En términos dramáticos, si bien no se persigue una estructura tradicional, con giros tan nítidos ni desenlaces tan medidos, la progresión del relato sí sigue una lógica de causa-efecto. En este sentido, la cinta se hace larga para sus mismos parámetros, en tanto que determinadas secuencias parecen innecesarias, ya que poco suman desde lo puramente cinematográfico, y escaso aporte hacen a la historia que se cuenta. Por otra parte, el tratamiento de la figura del artista resulta bastante limitada, con la idea mítica de la inspiración divina, y el exceso como único motor creativo. Si bien el tono del relato lo inclina más hacia el reino de las musas que al del trabajo metódico, parece de suyo reducida la idea de que la obra sea solo resultado de una estridencia, una regurgitación o un puñetazo. Puede que se deba a un espíritu de época, la visualización de una generación que tuvo que peleárselas para surgir en el Santiago de mediados de siglo, pero su tratamiento no parece lo suficientemente afinado como para entenderlo así a cabalidad.
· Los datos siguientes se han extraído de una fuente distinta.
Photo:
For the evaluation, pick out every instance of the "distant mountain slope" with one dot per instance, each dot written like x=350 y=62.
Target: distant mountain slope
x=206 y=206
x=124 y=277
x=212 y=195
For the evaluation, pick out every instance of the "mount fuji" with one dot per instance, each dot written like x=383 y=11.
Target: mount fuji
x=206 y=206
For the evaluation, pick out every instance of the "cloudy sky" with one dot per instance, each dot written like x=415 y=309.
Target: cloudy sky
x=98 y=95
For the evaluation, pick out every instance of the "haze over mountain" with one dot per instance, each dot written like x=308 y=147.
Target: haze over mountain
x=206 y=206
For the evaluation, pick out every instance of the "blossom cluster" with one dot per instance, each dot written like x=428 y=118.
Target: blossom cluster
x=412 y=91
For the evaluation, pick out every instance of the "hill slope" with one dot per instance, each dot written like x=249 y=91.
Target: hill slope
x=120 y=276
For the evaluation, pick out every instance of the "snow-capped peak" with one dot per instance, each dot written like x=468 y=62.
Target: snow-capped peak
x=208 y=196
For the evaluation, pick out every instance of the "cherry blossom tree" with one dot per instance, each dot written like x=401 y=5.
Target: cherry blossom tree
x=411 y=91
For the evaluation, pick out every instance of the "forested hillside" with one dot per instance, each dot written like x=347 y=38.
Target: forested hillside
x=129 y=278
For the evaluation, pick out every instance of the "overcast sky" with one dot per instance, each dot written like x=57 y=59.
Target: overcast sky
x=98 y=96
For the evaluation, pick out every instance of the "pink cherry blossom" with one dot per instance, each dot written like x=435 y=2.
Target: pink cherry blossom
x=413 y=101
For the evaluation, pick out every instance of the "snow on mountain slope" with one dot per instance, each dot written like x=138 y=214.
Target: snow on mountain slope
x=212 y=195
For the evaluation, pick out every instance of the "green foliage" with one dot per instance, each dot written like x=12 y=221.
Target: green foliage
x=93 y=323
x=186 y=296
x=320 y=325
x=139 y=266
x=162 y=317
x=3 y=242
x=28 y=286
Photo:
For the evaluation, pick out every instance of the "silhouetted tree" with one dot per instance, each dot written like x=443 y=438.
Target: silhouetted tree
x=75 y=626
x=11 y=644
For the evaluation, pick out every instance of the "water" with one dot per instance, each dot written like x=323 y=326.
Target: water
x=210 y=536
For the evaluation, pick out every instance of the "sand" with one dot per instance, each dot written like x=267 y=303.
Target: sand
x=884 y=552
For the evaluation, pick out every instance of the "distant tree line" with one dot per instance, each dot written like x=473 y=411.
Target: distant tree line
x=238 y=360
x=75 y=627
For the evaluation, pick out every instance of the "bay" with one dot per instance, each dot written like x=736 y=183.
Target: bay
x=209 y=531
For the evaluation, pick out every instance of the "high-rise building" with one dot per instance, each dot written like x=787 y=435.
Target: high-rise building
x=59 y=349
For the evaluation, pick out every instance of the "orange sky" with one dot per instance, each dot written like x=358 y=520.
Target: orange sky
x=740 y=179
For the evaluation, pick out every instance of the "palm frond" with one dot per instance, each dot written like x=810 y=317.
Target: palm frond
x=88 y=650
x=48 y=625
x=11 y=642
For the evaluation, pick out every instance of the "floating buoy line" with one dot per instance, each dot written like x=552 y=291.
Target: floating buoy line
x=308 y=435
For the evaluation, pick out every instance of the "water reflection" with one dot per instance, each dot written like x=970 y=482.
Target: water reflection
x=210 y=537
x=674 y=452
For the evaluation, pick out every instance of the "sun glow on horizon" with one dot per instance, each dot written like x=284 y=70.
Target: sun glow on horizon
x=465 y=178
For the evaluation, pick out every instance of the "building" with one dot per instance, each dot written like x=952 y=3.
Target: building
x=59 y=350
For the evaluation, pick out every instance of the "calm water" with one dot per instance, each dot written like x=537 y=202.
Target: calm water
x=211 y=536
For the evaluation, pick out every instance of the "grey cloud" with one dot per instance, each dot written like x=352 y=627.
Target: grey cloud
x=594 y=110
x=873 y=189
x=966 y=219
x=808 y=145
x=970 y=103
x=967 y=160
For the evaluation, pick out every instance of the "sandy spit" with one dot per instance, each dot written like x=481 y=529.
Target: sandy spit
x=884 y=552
En definitiva, ante una propuesta visual contundente, pareciera que los elementos exclusivamente narrativos terminan por estorbar al armado en su conjunto. Pero al tratarse de una autobiografía, da la sensación de que hay cosas que simplemente no pueden dejar de decirse, y ahí aparece el desequilibrio, irremediablemente vinculado con la figura de Jodorowsky. Pues su relato sobre sí mismo no solo resulta unívoco y complaciente, dándole la razón absolutamente en todo, sino que limita la potencia de determinados rasgos cinematográficos a favor de capítulos que pudiendo ser significativos para el autor, no se perciben como tales para la película. No deja de llamar la atención un paralelo que se puede establecer con la obra reciente de Patricio Guzmán, donde ambos realizadores, cada uno con sus códigos particulares, vuelven a Chile para contarlo desde la centralidad y grandilocuencia de sus experiencias personales.

Siempre que miramos al pasado corremos el riesgo de transformarnos en estatuas de sal. Y el riesgo aumenta cuando el objetivo es solamente la autoafirmación y el vanaglorio. A Poesía sin fin le falta precisamente poesía, la que es reducida a la improvisación de cuatro versos de madrugada o bien desaparece por largos pasajes de la acción. Alejandro Jodorowsky se ha constituido como un artista de renombre y un líder espiritual, y que siga produciendo a gran escala no deja de ser admirable. En este horizonte, puede que sus más fervientes seguidores reconozcan la potencia en ver cómo recuerda su propia juventud, y está bien, no todas las películas deben responder a todos los públicos, pero no deja de sorprender el exceso de egolatría en el magno proyecto cinematográfico que está realizando. El resultado termina por ser muy cerrado sobre sí mismo, dedicado al exorcismo de antiguos demonios, del que se rescata poco más que la luminosidad aclamada por su propio creador.

 

José Parra

 

Nota del comentarista: 6/10

 

Título: Poesía sin fin. Dirección: Alejandro Jodorowsky. Guión: Alejandro Jodorowsky. Fotografía: Christopher Doyle. Montaje: Maryline Monthieux. Música: Adan Jodorowsky. Reparto: Adan Jodorowsky, Pamela Flores, Brontis Jodorowsky, Jeremías Herskovits, Carolyn Carlson, Adonis, Leandro Taub, Bastián Bodenhöffer, Alejandro Jodorowsky. País: Chile-Japón-Francia. Año: 2016. Duración: 130 min.